Voyez les actions que votre ville pose sans attendre votre bénédiction. Voyez les citoyen·ne·s en héberger d’autres par manque de logement, les étudiant·e·s garnir des réfrigérateurs collectifs, des jeunes ramassant les déchets des terrains commerciaux. Voyez les étudiant·e·s cultiver des légumes pour elleux et leur collocation, ces friperies mobiles et gratuites, ces campagnes de sensibilisation, ces incitations à la marche ou au vélo.

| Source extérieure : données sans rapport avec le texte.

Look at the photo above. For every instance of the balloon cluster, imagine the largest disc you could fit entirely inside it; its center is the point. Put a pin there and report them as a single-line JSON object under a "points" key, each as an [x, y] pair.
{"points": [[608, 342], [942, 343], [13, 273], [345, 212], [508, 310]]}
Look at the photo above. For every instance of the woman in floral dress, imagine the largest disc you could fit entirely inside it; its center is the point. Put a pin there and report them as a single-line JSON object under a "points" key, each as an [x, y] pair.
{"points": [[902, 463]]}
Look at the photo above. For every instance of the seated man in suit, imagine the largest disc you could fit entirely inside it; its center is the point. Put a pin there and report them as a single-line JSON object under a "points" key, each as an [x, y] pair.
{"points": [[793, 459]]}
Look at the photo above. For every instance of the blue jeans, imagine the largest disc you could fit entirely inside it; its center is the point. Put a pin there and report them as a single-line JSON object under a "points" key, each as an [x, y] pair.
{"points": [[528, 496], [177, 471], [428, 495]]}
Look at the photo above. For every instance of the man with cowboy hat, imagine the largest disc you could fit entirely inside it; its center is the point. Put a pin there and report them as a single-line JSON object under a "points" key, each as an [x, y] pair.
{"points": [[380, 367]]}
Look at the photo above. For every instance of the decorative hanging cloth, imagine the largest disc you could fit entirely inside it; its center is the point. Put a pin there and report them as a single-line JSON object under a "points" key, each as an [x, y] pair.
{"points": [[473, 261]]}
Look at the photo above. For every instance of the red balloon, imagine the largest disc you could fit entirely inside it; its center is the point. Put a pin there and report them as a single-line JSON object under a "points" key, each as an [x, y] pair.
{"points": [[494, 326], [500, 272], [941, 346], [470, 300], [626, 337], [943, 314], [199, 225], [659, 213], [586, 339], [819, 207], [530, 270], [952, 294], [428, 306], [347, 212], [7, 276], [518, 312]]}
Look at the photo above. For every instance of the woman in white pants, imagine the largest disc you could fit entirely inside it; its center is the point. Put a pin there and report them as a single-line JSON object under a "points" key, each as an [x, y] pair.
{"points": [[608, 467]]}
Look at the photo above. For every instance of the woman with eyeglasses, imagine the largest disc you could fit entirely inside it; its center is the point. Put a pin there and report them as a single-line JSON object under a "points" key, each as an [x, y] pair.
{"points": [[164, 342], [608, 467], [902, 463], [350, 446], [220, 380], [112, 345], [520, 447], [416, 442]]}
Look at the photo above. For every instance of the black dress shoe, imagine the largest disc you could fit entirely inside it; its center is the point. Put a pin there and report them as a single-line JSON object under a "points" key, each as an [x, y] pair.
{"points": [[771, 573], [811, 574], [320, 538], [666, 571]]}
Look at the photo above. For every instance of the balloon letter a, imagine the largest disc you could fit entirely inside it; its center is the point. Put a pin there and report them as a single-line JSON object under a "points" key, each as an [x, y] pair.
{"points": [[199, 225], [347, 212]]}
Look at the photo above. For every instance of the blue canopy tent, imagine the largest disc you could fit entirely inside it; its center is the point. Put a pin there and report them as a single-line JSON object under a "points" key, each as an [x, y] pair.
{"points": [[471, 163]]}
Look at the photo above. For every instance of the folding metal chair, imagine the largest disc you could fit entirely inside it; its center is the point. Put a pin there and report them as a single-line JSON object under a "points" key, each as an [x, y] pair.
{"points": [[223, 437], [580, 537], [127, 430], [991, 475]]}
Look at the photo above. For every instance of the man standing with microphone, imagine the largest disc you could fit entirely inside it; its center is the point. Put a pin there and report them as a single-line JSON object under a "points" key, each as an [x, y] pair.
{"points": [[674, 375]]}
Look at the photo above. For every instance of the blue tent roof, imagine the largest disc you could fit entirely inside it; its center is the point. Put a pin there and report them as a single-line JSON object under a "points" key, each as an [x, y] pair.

Voyez des femmes qui craignent de devoir rester chez un conjoint abusif à raison de payer l’absurde montant de 100$/semaine pour être hébergées, des enfants qui s’inquiètent pour leur futur, qui se demandent ça donne quoi d’étudier quand tu ne sais même pas si tu pourras un jour faire la carrière de tes rêves, des personnes qui attendent la peur au ventre de se faire évincer par leur propriétaire, des étudiant·e·s qui se demandent s’ils·elles·iels arriveront à la fin de leur mois à payer une épicerie équilibrée. Voyez des gens vivre dans des conditions insalubres parce que les propriétaires sont plus occupés à compter l’argent dans leur portemonnaie que d’entretenir leurs logements alors que le comité logement se bat pour un registre de loyer. Voyez cette ville mobilisée qui lutte pour un transport en commun abordable et efficace alors que vous coupez des arrêts comme si aucune vie n’en sera touchée.

Regardez-nous en face, voyez notre volonté de changer les choses, d’améliorer notre quotidien et celui des autres.

Regardez-nous en face et osez nous demander de retirer notre masque.